Présentation sur le site des Editions Adespote : https://www.adespote.com/on-est-la-...


"En ces temps où l’État, pour défendre un capitalisme sans-pitié, a laissé sa milice éborgner, en quelques mois, des dizaines de manifestants inoffensifs, profanant sciemment leur humanité, Serge D’Ignazio n’a cessé d’aligner sa conscience, son œil et son cœur."

Antoine Peillon

Serge D’Ignazio a photographié tous les cortèges parisiens des gilets jaunes depuis le premier rassemblement, le 17 novembre 2018. Son travail, par sa qualité photographique et son humanisme, est un document sans équivalent. Serge D’Ignazio fait ce que font les grands photographes selon Henri Cartier-Bresson : « Mettre sur la même ligne de mire la tête, l’œil et le cœur. »

Ce livre rassemble cent cinquante de ses photos en noir et blanc. Elles sont accompagnées d’une dizaine de textes - récits ou commentaires - d’acteurs et d’actrices de ce mouvement historique.

"Prises au plus près des femmes et des hommes mobilisé.es, ces photos disent l’expérience sensible du politique : la joie de prendre part à l’événement et toutes les émotions qui s’y mêlent, indignation, colère et rage, bonheur, enthousiasme et espoir. Les photos de Serge D’Ignazio sont un témoignage rare sur cette prise de parole immense."

Ludivine Bantigny


Serge D’Ignazio a photographié tous les cortèges parisiens des gilets jaunes depuis le premier rassemblement. Son travail alliant l’art de la photographie et l’humanisme est accompagné de récits d’acteurs et d’actrices du mouvement. Les pages 92 à 95 rééditées ci-dessous sont publiée avec l’autorisation de l’auteur et de l’éditeur pour Terra-HN.

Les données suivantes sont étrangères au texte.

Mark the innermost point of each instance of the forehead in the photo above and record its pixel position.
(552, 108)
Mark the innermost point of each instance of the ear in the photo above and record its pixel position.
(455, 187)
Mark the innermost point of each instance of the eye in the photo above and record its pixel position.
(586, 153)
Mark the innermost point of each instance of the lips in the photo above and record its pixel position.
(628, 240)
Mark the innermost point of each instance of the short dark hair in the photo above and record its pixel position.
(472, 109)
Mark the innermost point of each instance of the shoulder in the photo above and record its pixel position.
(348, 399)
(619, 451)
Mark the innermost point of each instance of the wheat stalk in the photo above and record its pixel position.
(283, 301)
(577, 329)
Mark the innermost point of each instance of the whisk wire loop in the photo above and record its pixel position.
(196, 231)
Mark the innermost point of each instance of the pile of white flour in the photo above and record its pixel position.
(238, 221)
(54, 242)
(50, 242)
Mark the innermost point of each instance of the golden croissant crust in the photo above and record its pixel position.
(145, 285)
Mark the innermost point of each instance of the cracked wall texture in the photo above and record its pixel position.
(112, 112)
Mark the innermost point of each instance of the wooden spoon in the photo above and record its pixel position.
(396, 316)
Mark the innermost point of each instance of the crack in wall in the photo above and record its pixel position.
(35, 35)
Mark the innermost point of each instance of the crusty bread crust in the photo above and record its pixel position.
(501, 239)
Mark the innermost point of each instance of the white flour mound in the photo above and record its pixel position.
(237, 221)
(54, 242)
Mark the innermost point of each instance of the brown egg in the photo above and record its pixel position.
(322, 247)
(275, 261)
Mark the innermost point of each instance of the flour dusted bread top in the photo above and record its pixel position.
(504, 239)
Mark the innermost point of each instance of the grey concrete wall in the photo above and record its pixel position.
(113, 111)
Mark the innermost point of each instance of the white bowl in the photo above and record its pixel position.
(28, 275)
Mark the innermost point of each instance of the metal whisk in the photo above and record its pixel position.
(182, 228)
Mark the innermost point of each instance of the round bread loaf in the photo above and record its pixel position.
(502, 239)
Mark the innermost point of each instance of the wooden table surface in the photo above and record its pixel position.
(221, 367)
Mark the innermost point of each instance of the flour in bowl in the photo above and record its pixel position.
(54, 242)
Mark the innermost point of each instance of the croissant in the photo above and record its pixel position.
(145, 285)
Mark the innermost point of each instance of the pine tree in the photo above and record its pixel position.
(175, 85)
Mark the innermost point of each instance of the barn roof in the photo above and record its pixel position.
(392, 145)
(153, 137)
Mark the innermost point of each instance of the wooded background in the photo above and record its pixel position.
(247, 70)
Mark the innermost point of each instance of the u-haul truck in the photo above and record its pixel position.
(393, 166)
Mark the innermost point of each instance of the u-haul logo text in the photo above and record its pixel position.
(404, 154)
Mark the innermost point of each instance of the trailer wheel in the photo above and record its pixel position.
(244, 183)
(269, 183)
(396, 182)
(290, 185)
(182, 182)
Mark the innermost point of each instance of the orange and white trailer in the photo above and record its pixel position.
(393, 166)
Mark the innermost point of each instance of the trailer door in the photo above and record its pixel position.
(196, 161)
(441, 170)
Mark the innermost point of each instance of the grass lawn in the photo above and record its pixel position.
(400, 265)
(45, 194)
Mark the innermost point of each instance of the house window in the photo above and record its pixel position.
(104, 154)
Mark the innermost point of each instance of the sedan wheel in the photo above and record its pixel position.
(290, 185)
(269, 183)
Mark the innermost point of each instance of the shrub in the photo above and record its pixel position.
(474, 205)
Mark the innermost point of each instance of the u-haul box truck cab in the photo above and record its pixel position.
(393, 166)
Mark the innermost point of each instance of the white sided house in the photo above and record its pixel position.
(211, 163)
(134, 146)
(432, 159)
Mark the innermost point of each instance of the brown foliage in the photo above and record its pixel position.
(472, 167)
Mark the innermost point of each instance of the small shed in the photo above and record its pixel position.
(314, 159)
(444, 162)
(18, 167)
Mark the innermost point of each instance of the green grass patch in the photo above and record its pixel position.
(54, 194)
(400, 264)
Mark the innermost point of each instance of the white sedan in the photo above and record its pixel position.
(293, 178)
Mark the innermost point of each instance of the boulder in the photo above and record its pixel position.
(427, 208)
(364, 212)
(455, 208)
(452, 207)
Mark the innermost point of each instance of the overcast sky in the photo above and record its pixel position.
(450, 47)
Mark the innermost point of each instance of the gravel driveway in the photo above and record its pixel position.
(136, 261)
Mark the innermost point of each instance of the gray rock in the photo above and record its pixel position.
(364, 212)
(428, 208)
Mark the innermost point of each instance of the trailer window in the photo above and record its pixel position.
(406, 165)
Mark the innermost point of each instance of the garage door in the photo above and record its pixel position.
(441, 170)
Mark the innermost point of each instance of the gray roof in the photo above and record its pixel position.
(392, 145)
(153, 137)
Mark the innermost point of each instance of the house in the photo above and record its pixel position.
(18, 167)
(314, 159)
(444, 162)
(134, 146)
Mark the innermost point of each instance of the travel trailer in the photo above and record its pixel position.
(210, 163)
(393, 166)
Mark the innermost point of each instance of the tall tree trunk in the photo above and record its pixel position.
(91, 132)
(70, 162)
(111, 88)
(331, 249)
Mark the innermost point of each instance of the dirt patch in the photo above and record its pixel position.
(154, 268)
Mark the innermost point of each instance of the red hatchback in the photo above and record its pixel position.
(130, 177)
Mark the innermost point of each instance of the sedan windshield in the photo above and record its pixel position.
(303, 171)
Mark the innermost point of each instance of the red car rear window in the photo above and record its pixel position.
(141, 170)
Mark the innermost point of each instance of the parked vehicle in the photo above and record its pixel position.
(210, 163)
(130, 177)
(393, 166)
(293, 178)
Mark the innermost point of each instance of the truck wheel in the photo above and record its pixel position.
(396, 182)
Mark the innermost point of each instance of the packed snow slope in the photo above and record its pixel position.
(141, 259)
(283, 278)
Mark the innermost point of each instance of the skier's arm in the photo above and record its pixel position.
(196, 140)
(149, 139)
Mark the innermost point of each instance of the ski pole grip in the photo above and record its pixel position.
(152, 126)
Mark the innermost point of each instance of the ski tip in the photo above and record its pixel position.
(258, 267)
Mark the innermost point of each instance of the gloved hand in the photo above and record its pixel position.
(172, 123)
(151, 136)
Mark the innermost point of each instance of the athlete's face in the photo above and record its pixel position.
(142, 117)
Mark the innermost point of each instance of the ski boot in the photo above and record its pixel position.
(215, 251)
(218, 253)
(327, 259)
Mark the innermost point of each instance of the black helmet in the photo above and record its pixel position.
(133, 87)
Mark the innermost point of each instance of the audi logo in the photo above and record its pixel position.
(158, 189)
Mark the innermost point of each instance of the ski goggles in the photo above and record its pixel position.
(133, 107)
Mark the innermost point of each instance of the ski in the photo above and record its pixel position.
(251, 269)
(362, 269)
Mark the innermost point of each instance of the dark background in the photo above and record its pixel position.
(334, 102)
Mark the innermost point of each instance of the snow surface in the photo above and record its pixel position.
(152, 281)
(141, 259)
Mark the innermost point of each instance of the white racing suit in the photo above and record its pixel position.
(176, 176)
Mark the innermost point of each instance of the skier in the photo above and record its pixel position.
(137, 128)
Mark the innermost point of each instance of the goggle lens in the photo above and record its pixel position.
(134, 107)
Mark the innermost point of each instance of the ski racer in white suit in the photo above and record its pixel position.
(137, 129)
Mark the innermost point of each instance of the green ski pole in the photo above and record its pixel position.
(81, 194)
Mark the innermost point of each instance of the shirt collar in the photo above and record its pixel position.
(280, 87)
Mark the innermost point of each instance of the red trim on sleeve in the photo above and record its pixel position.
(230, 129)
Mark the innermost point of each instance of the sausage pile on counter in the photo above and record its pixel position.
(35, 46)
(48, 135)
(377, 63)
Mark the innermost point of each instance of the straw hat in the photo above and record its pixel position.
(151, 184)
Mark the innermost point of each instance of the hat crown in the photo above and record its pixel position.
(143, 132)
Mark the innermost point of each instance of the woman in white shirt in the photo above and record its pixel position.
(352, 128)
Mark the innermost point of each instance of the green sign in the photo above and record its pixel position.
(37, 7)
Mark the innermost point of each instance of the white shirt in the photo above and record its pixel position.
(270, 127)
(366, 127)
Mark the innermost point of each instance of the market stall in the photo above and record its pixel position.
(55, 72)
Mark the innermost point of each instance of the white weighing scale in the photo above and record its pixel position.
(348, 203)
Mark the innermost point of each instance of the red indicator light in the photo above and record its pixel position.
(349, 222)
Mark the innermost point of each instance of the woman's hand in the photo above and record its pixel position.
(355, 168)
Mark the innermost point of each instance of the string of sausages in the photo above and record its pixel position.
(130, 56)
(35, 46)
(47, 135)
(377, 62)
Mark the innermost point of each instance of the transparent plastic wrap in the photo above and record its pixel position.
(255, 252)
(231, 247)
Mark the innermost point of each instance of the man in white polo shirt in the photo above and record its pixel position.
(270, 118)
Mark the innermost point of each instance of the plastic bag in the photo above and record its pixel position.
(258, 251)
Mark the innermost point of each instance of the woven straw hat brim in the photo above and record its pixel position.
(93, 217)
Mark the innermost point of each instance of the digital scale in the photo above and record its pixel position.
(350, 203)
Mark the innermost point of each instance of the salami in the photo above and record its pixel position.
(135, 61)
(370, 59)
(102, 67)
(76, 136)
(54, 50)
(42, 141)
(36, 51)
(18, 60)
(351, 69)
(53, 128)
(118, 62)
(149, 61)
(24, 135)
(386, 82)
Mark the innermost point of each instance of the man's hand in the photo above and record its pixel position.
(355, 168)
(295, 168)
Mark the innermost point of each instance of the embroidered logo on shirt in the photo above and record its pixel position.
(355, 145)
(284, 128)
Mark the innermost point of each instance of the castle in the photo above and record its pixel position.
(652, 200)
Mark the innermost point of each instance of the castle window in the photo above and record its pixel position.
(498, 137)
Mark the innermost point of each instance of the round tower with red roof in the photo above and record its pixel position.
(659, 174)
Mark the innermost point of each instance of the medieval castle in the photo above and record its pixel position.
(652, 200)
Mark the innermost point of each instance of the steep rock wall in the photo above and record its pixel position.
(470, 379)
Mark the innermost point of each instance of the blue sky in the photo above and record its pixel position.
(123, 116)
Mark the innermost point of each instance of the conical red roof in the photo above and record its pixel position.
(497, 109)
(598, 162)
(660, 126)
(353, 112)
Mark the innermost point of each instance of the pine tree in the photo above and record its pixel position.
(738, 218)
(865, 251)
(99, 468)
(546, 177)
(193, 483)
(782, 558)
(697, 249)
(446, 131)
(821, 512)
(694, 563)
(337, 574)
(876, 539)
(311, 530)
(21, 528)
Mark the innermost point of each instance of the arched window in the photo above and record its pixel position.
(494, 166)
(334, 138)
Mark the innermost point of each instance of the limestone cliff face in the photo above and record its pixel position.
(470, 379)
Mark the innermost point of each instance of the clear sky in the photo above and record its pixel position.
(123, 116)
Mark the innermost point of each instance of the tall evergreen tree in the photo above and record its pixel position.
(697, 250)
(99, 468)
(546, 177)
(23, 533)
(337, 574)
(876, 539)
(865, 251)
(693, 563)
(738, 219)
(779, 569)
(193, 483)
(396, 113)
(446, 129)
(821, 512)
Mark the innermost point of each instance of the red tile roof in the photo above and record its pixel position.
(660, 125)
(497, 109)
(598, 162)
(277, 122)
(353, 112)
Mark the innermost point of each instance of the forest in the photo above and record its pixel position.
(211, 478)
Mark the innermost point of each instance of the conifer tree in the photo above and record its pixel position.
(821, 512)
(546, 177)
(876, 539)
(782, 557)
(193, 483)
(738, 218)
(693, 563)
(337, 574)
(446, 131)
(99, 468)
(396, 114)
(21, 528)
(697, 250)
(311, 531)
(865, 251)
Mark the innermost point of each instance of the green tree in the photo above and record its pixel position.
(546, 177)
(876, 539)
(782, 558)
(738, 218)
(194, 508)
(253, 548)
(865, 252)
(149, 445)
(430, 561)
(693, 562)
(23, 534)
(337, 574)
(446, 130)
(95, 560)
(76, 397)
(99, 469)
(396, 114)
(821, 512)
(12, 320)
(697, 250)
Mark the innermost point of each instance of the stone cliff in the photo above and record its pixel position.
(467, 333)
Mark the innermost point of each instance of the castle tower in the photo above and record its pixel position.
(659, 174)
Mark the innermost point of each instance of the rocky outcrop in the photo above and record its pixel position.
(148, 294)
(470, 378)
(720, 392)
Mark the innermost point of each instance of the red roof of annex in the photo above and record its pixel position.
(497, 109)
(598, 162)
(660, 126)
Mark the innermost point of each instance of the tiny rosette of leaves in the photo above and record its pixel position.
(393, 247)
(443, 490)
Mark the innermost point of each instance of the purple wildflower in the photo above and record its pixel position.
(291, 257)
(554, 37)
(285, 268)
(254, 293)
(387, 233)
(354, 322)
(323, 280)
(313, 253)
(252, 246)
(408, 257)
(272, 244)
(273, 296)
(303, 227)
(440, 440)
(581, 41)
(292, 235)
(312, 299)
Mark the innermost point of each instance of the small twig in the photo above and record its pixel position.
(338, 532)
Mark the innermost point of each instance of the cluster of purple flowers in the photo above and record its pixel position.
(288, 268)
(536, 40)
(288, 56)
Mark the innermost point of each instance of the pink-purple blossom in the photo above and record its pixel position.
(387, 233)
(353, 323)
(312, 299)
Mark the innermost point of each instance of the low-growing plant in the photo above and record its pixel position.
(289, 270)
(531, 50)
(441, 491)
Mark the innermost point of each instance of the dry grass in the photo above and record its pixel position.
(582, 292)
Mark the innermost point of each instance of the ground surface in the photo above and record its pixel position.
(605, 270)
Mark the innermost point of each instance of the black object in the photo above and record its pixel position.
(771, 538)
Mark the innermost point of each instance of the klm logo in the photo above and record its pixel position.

21 septembre 2019. Acte 46.

Lever 6 h. Comme chaque samedi j’ai refusé les invitations à un vernissage ou à l’apéro, les séances de cinéma, les promenades en forêt ou les concerts. J’embrasse ma famille. Je leur dis que oui, je vais faire attention, que je ne sais pas à quelle heure je vais rentrer. Cette fois le rendez-vous avec les copains est à Saint Lazare. Je les ai tous rencontrés sur le pavé. 45 samedis ensemble. Cela nous a soudés. C’est le 21. C’est la convergence. On attend ça depuis tellement longtemps. On file à Madeleine, lieu de rassemblement donné la veille sur Démosphère. Plus on avance, plus on croise des gilets jaunes en civil qui partent dans l’autre sens. «  Ne montez pas, ils embarquent direct ». CRS par centaines. Voltigeurs partout. Un cortège se forme malgré tout. On est là. Nous sommes repoussés par l’arrière par des sommations. Chants à tue-tête. On se dirige gare Saint-Lazare. Course de CRS derrière et à côté de nous. Ils nous nassent devant la gare. Gaz. Gaz partout.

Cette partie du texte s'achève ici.